Ufuk Uras (eski milletvekili):

"Demokratik açılım süreci içerisinde yok farzedilen bir topluluğun kültürel kimliksel haklarının ön plana çıkarılması önemli. Yani herkesin kendi kültürü, dini kimliği ile yaşayacağı bir Türkiye gerçekleşmesinde önemli talepler var. Bunların derlenip toplanması, toplumun hafızası olunması açısından toplumun değişik kesimleri yanyana geldi.

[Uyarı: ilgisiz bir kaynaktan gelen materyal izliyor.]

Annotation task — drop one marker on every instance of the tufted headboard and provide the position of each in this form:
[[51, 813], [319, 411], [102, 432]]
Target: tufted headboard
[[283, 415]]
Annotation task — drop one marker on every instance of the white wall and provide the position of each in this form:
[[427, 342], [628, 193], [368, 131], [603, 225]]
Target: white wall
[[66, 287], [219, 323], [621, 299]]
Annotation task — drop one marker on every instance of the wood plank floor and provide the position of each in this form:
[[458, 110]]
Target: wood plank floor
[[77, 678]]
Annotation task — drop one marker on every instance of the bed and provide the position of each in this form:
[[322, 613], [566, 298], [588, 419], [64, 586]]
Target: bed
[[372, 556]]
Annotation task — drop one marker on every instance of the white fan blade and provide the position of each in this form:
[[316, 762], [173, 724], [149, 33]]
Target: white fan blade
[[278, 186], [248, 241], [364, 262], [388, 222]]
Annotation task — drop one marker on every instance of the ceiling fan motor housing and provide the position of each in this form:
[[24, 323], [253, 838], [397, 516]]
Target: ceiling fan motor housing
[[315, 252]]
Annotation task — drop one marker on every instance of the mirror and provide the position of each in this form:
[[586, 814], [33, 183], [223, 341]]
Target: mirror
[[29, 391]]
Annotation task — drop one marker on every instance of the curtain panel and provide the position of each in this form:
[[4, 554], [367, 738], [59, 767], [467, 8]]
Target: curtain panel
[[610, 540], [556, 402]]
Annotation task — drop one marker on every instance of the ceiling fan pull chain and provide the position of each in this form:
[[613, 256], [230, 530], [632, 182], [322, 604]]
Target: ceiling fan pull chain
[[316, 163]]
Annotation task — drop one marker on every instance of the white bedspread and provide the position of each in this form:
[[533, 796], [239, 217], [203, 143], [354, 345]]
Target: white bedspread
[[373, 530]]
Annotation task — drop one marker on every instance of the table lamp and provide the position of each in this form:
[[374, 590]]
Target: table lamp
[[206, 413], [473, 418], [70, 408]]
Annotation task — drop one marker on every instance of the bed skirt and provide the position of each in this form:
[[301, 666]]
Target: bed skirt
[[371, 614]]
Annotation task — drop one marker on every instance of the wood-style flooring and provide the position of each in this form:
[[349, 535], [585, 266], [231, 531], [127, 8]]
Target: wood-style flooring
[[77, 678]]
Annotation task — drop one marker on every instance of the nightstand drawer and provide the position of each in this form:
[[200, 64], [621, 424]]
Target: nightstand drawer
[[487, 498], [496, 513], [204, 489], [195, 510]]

Önümüzdeki Anayasa çalışmalarında Çerkezlerin de taleplerinin dikkate alınacağını umut ediyoruz."

Erol Karayel (Çerkez Hakları İnisiyatifi Yürütme Kurulu Üyesi):

"Bu çalıştayın oluşturulmasının temel hedefi, tek cümleyle Çerkez kimliğinin korunmasına yönelik uygulamaların bir an önce uygulamaya alınmasıdır. Çerkezler çok uzun olmayan geçmişlerine rağmen Türkiye'de çok çabuk kimliklerini kaybettiler. Hızlı bir erime süreci içerisindeler. Zamanın getirdiği imkanlarla, iletişim teknolojileriyle kendi kimliklerine hızlı bir dönüş süreci yaşıyorlar. Bu süreçte Türkiye'deki değişimleri de gözeterek, artık devletin demokratik devlete dönüşüp içindeki farklılıkları hepsinin birer esas unsur olduğu, hepsinin dilinin ve kültürünün yaşatılması yönünde tedbirlerin alındığı imkanların sağlandığı bir ortam sağlanmasını istiyoruz. Çerkezler önümüzdeki on yıllarda, yüz yıllarda kendi dilleri, kültürleri ve kimlikleri ile var olmak istiyorlar."